A: AION is Author-it's AI-native structured JSON publishing format, available to all Author-it Cloud customers as of the 2026.R1 release. It exports complete content hierarchy, resolved variable values, component-level metadata, release state, template type classification, and unique persistent object identifiers in a structured JSON schema designed for direct ingestion by LLMs, RAG pipelines, vector databases, and enterprise AI agents.
Q: Does AION cost extra?
A: No. AION is included in every Author-it subscription at no additional cost. It is a standard publishing format - no add-on module, no premium tier required.
Q: Why did building AION require no architectural changes to Author-it?
A: Author-it is built on a relational database in which every content component has always existed as a discrete, governed object with a persistent identifier, modification history, release state, and template classification. AION is a publishing pipeline that exposes what the database has always contained. The structured, metadata-rich content intelligence was already there - no rearchitecting was needed.
Q: What metadata does AION publish?
A: AION publishes full content hierarchy, resolved variable values, author identity and modification timestamps at the component level, template type classification, unique persistent object IDs, release state, folder path and library provenance, publishing job metadata, and complete content text including embedded content and alternate text.
Q: How does AION improve RAG pipeline performance?
A: AION-sourced content improves RAG pipelines in three ways: better embeddings (metadata-rich chunks produce more precise vector representations), better retrieval (content can be filtered by release state, content type, and modification date before similarity search runs), and more trustworthy answers (every AI-generated answer can be traced to a specific component with its author, approval state, and last-verified date).
Q: Which industries benefit most from AION?
A: AION is particularly valuable in regulated industries where content accuracy carries compliance and safety obligations: manufacturing, software and technology, and utilities.

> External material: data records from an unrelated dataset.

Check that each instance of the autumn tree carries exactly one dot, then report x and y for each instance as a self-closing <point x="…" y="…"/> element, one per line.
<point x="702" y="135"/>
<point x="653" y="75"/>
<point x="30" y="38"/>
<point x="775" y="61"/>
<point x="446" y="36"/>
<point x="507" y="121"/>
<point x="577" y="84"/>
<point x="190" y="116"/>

In these industries, the provenance and governance metadata AION provides - release state enforcement, component-level author identity, single-source change propagation - is what distinguishes a defensible AI deployment from a liability.
Q: How does AION connect to downstream AI systems?
A: AION output is delivered via HTTP Post to any configured endpoint - a vector database, an enterprise AI platform, a custom RAG ingestion pipeline, or any system that accepts JSON. No custom integration work is required to start publishing structured, AI-ready content.
Q: Can AI systems be configured to draw only from approved content?
A: Yes. AION includes Release State metadata on every content component - Draft, In Review, Approved, or Published. AI pipelines can be configured to filter on this metadata, ensuring the AI draws only from content that has passed Author-it's governance workflows. Unapproved content cannot reach published output by design.